---
name: tai-ch116-failure-modes-and-fail-safe-ai
description: 'Apply chapter 116 of Testing AI, Failure Modes and Fail-Safe AI, as a workflow for evaluating AI and non-deterministic systems. Use for test planning, eval design, quality review, release evidence, examples, or coaching related to failure modes and fail-safe ai.'
---

# Failure Modes and Fail-Safe AI

Skill name: `tai-ch116-failure-modes-and-fail-safe-ai`

Based on **Testing AI: Engineering Confidence in AI Systems** by **Jason Arbon**.

## Purpose

The safest AI systems are designed so likely failures become bounded, visible, reversible, and
boring instead of catastrophic.

## Use This Workflow

- Identify the AI behavior or release decision being evaluated.
- Define realistic cases, slices, unacceptable outcomes, and evidence needed for confidence.
- Choose measurements that match the risk: rubric scores, samples, intervals, traces, human review, deterministic checks, or production monitors.
- Report uncertainty, severe failures, and decision impact instead of only a pass/fail result.

## Key Guidance

Once you accept that AI always fails somewhere, the next question is how the system fails. Some
failures are annoying. Some are expensive. Some are legally risky. Some are physically
dangerous.

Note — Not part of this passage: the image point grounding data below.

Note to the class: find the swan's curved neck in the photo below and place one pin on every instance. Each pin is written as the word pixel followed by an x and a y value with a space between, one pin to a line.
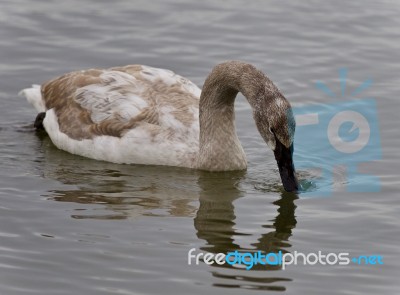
pixel 220 148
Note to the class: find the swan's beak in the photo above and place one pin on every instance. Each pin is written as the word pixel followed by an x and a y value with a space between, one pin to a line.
pixel 284 158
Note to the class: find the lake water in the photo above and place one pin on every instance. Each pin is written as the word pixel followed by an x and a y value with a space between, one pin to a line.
pixel 70 225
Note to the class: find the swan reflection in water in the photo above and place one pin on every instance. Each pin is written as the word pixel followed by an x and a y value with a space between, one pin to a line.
pixel 131 192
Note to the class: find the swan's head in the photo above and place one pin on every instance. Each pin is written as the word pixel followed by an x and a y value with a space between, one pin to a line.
pixel 276 124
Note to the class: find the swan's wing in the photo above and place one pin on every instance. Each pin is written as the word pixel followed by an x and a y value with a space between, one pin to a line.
pixel 114 101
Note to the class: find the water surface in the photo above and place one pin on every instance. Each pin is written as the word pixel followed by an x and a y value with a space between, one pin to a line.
pixel 70 225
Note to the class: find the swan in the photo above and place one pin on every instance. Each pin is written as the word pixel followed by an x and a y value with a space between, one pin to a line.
pixel 138 114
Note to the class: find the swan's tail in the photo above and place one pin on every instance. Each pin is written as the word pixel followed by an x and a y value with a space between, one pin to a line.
pixel 34 97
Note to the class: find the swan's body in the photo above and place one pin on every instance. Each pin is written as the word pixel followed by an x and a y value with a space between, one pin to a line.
pixel 143 115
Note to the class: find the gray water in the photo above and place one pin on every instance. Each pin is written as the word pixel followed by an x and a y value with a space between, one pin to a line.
pixel 70 225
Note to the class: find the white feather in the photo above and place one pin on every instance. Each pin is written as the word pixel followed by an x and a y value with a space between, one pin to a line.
pixel 34 97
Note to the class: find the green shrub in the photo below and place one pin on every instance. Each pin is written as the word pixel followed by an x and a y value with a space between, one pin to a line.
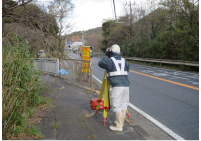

Some quietly corrupt downstream decisions for months before anyone notices.

## Apply The Approach

Create representative cases, score them with explicit criteria, review severe failures separately, report uncertainty, and connect the evidence to a concrete decision.

## Expert Notes

At expert level, combine AI evals with safety engineering practices such as hazard analysis,
fault-tree analysis, threat modeling, incident response, quality gates, and post-release
monitoring. Design tests around control points: abstention, escalation, permission checks, rate
limits, sandboxing, reversibility, auditability, and human override. A model score is not enough
if the system architecture lets one bad output cause unbounded harm.